Pauvre petite Lucie ! Quel
rêve ! Ce n'est pas étonnant
qu'elle n'osât le dévoiler à
personne, - surtout à Florence qui se serait
tant moquée de la pauvre petite ! Ce
fut donc dans le plus grand secret, et sans autre
secours que celui du fidèle Bobby, que Lucie
rassembla en les mettant de côté jour
par jour, dans une boîte cachée sous
le foin de la grange, une quantité de bouts
de corde et de ficelle.
Le jour où se passèrent
les événements que nous allons
raconter était un beau jour du mois de
septembre, où Lucie se préparait
à célébrer la fête de sa
poupée chérie, Charlotte.
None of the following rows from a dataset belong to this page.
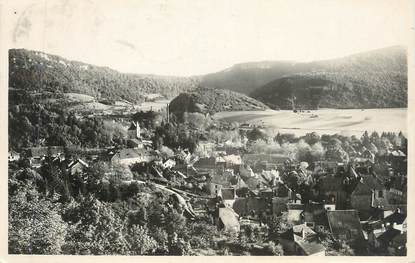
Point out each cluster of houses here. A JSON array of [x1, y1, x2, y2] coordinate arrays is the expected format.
[[8, 123, 407, 255]]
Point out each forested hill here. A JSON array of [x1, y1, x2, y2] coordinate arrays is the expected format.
[[201, 46, 407, 108], [170, 87, 268, 116], [250, 47, 408, 109], [9, 49, 197, 102]]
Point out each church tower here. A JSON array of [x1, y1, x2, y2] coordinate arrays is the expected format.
[[128, 122, 141, 139]]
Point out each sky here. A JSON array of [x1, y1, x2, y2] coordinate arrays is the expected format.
[[3, 0, 413, 76]]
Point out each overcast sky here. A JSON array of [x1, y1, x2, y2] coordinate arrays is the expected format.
[[5, 0, 413, 76]]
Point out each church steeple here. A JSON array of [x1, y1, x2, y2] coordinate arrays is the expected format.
[[128, 122, 141, 139]]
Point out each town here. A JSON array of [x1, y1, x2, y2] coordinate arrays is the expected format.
[[8, 104, 407, 256]]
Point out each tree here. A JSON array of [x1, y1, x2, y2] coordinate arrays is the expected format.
[[9, 184, 67, 254], [246, 128, 267, 141], [126, 225, 158, 255], [64, 195, 129, 255]]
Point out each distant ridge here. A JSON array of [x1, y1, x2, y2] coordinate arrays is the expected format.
[[201, 46, 407, 108], [9, 49, 198, 102], [170, 87, 268, 116]]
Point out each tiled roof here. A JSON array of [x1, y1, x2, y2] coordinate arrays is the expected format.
[[378, 228, 401, 244], [296, 240, 326, 256], [383, 211, 406, 224], [222, 188, 235, 200], [219, 207, 239, 230], [327, 210, 363, 240]]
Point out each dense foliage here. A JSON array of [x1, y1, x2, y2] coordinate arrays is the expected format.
[[201, 47, 408, 109], [170, 87, 268, 117], [9, 49, 197, 102]]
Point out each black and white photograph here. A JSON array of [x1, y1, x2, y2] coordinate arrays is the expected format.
[[0, 0, 415, 262]]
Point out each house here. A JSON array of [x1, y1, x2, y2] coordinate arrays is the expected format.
[[315, 175, 347, 210], [204, 172, 232, 196], [287, 203, 304, 224], [26, 146, 65, 168], [382, 209, 406, 232], [242, 154, 292, 172], [223, 154, 242, 167], [216, 207, 240, 232], [127, 122, 141, 139], [127, 139, 144, 148], [302, 202, 335, 228], [193, 157, 224, 170], [162, 159, 176, 169], [387, 176, 408, 204], [7, 151, 20, 162], [361, 150, 376, 163], [314, 161, 345, 174], [232, 197, 270, 217], [66, 159, 89, 175], [296, 240, 326, 256], [387, 150, 407, 174], [279, 224, 326, 256], [350, 174, 388, 218], [327, 210, 364, 241], [221, 188, 237, 207], [111, 148, 155, 165]]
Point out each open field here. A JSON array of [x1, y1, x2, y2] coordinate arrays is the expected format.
[[213, 108, 407, 136]]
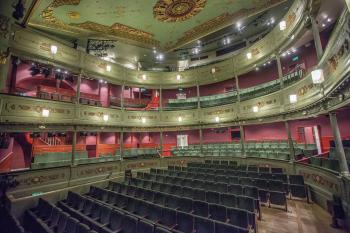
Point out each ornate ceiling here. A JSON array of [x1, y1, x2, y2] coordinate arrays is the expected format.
[[29, 0, 285, 50]]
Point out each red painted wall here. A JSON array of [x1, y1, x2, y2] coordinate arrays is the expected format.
[[238, 61, 278, 89], [199, 79, 236, 96], [202, 128, 232, 144], [162, 87, 197, 102], [244, 122, 288, 141]]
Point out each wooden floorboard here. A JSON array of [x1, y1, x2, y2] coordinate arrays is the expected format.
[[258, 200, 345, 233]]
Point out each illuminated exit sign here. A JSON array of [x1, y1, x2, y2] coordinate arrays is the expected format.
[[292, 56, 299, 61]]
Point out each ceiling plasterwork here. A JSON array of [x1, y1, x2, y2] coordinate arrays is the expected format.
[[153, 0, 206, 22], [29, 0, 286, 50]]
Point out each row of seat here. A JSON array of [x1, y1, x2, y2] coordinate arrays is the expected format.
[[102, 182, 256, 232], [171, 167, 288, 185], [31, 151, 121, 169], [310, 157, 340, 172], [168, 69, 303, 108], [24, 198, 97, 233], [137, 170, 287, 212], [123, 148, 157, 159], [150, 168, 288, 192], [127, 178, 260, 218], [81, 186, 248, 233], [186, 163, 283, 174], [309, 147, 350, 172], [155, 167, 307, 200], [186, 162, 304, 185]]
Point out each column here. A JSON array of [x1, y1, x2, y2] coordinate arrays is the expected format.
[[199, 127, 203, 154], [276, 53, 284, 89], [76, 73, 83, 104], [159, 87, 163, 111], [284, 121, 295, 162], [239, 125, 246, 156], [120, 84, 125, 109], [9, 57, 19, 93], [310, 16, 323, 61], [0, 5, 12, 92], [119, 129, 124, 159], [329, 112, 349, 175], [235, 73, 241, 102], [96, 132, 100, 157], [71, 127, 77, 165], [159, 129, 163, 156], [197, 83, 201, 108]]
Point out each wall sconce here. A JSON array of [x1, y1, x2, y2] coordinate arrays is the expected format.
[[311, 69, 324, 84], [41, 108, 50, 117], [280, 20, 287, 31], [103, 114, 109, 122], [50, 45, 58, 55], [106, 65, 112, 72], [289, 94, 298, 104], [247, 53, 253, 60]]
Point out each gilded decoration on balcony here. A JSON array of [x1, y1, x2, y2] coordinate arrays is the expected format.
[[153, 0, 206, 22]]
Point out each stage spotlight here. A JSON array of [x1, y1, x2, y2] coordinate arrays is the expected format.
[[29, 65, 40, 76], [42, 68, 51, 78], [12, 0, 24, 20], [55, 73, 64, 80]]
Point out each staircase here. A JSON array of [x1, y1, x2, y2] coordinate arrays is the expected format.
[[145, 91, 159, 110], [39, 134, 63, 146]]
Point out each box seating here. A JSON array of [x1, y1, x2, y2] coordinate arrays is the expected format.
[[165, 69, 303, 109], [169, 163, 307, 204], [310, 147, 350, 172], [31, 151, 120, 169], [58, 187, 252, 233], [171, 141, 315, 160], [123, 148, 157, 159], [0, 207, 25, 233]]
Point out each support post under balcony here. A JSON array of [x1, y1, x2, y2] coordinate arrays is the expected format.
[[239, 125, 246, 157], [71, 127, 77, 165], [197, 83, 201, 108], [119, 129, 124, 159], [199, 127, 203, 155], [284, 121, 295, 162], [159, 130, 163, 156], [159, 87, 163, 111], [75, 73, 83, 104], [235, 73, 241, 102], [329, 112, 349, 176], [310, 16, 323, 61], [120, 84, 125, 109], [276, 54, 284, 89]]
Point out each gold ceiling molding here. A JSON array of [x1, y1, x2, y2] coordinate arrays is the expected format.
[[40, 0, 80, 31], [165, 0, 284, 50], [69, 21, 159, 46], [40, 0, 160, 46], [153, 0, 207, 22]]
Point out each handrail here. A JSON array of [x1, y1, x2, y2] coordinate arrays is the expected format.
[[10, 0, 312, 89]]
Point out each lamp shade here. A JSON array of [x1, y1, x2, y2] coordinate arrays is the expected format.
[[311, 69, 324, 84], [289, 94, 298, 104], [280, 20, 287, 31]]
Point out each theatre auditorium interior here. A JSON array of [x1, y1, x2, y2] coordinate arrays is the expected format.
[[0, 0, 350, 233]]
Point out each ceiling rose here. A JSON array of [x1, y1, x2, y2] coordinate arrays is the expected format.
[[153, 0, 207, 22]]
Un
goûter devait avoir lieu en son
honneur ; Lucie avait confectionné
elle-même un gâteau aux raisins secs,
et la boisson consistait en tisane de menthe
récoltée par les deux
enfants.
Le petit garçon du jardinier,
Marcel, qui s'amusait souvent avec Bobby, avait
été convié à la
fête qui eut lieu dans la remise. On rangea
des chaises autour d'une table improvisée et
couverte d'une nappe, et on y plaça le
service à thé de poupée. Les
murs étaient garnis de guirlandes de
chèvrefeuille et la poupée, dans ses
plus beaux atours, trônait à la place
d'honneur.
Mais, au moment où la fête
était à son apogée, où
le visage de Lucie rayonnait de joie, un
phénomène soudain et imprévu
se produisit.
La fenêtre de la remise s'ouvrit
violemment ; un léger bruit se fit
entendre dans la haie de lauriers, puis un torrent
d'eau se précipita avec
impétuosité à travers la
fenêtre ouverte dans la salle du
festin.
La poupée fut renversée de
son siège:
Marcel, assis à côté
d'elle, se trouva inondé, le pauvre Bobby
aveuglé, tandis que Lucie, recevant sur la
tête une pluie torrentielle, restait muette
de stupéfaction.
.
CHAPITRE VlI
Qui troubla la fête
Nous avons laissé Gilles à genoux,
demandant dans sa prière la force de bien
faire, et nous avons vu Florence prenant de bonnes
résolutions auprès de sa
grand'mère. Assurément tous deux,
s'ils avaient persévéré dans
leur repentance, auraient triomphé de leurs
mauvaises dispositions. Nos lecteurs ont sans doute
déjà cherché à deviner
le coupable qui submergea le festin de Lucie, et
ils se refusent à croire que Gilles ou
Florence aient pris part à une aussi
méchante plaisanterie.
Les vacances de Gilles touchaient
à leur fin, et il se livrait avec quelque
mélancolie à la pensée de son
prochain départ, car la maison lui
paraissait le plus agréable séjour du
monde, et Marie et Bobby, les plus gentils
compagnons et les plus complaisants qu'on pût
trouver !
Fatigué des difficultés
sans cesse renaissantes dans la construction de son
planeur, il l'avait relégué dans un
coin de sa chambre. Sa soeur Marie était
occupée à faire la lecture à
sa grand'mère et il ne savait où
trouver Lucie et Bobby. Il se sentait donc tout
isolé et errait sans but dans le jardin,
lorsqu'il découvrit tout à coup une
chose bien faite pour plaire à un
écolier : une pompe d'arrosage trempant
dans un baquet plein d'eau !
- Quelle trouvaille !
s'écria-t-il. Voilà un bon
divertissement ! Oh ! que je voudrais que
Marie soit là ! Quelle belle douche je
lui enverrais !
Il tourna le manche de la pompe et,
après avoir rempli complètement le
tube d'arrosage, il épaula son arme de
guerre et marcha à la rencontre d'une
victime.
Il ne fut pas long à la trouver
dans la personne du vieux jardinier qui travaillait
un peu plus loin.
- Attention ! cria Gilles,
attention ! je tire sur vous.
- Ah ! n'en faites rien, je vous
prie. J'ai un terrible rhumatisme dans les
épaules.
- Je ne viserai qu'aux jambes, alors,
cria de nouveau Gilles.
- Non ! non ! mes pauvres
jambes sont raides comme des
bâtons à force de m'avoir porté
toute la journée. Si vous tenez absolument
à tirer un coup, tirez-le sur les pigeons.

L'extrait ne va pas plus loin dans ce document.